From intuitive the research university have the negative relationship, meaning the larger size of school result in lower salary; where in non research university have the positive relationship. Having said that, the relationship was so low to generate any effective result.
Instead of creating two separate plots, color the points by
whether the school is a research university. To do this, you first need
to modify the research_u variable to be categorical (it is currently
stored as numeric). To do this, use the mutate command with
ifelse()
to create a new variable called
research_u_cat
which is either “Research” if
research_u
is equal to 1, and “Non-Research”
otherwise.
df <- df %>%
mutate(research_u_cat = ifelse(research_u==1,
'research',
'non-research'))
df %>%
ggplot(aes(x = ugds,
y = md_earn_wne_p6,
color = research_u_cat)) +
geom_point() +
geom_smooth() +
labs(title = 'relationship between size of school and salary after graduation',
subtitle = 'by research vs non research university',
x = 'size of school',
y = 'salary after graduation')
## `geom_smooth()` using method = 'gam' and formula = 'y ~ s(x, bs = "cs")'
## Warning: Removed 241 rows containing non-finite outside the scale range
## (`stat_smooth()`).
## Warning: Removed 241 rows containing missing values or values outside the scale range
## (`geom_point()`).
Write a short paragraph discussing your findings. What do you think the data is telling us?
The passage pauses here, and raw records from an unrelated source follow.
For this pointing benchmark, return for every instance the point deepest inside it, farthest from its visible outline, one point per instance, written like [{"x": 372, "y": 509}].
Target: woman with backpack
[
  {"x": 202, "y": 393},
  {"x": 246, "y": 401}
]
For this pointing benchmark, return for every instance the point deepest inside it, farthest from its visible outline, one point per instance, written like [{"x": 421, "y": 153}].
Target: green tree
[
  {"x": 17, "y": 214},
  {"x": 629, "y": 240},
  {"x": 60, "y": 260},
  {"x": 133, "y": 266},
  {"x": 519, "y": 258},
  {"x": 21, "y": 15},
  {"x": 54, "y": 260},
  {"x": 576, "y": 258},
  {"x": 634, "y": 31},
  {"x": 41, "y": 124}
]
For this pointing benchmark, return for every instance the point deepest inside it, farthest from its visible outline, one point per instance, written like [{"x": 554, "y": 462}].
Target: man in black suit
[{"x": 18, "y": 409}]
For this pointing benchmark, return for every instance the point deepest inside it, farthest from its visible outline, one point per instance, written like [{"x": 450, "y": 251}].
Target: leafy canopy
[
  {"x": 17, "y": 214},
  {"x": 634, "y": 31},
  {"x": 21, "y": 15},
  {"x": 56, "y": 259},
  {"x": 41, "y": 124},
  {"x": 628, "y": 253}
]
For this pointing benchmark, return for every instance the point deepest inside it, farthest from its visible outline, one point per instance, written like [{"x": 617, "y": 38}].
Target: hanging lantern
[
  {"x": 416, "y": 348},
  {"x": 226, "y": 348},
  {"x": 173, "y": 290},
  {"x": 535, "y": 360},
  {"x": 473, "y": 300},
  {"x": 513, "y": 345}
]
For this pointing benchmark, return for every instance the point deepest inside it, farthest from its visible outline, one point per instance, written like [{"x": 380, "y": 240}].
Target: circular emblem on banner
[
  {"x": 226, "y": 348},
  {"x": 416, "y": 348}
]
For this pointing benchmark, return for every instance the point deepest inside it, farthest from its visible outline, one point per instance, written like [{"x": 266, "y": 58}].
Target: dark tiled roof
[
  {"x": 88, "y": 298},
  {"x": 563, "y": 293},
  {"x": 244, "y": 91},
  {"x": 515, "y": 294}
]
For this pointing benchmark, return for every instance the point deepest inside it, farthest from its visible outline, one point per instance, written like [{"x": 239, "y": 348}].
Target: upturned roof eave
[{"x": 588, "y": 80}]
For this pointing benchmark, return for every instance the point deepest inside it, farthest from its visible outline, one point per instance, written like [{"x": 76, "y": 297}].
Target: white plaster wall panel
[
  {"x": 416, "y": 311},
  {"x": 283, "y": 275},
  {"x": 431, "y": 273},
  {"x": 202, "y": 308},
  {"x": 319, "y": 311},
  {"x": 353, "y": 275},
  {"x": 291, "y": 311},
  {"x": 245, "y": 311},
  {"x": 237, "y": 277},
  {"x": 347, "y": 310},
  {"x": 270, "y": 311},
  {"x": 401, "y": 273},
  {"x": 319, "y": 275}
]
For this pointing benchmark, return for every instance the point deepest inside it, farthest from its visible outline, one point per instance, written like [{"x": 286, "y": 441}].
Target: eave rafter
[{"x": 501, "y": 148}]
from math perspective, the data is telling us nothing as the goodness of fit is very very low, but if will give tolorance to that then the result is that there some is positive relationship between size of school and salary after graduation, but if we catagorize it into research and non research, we find that higher research school size lead to lower salary, maybe because of larger university’s rigorsity that was used to get a job goes to imspire people to do the research.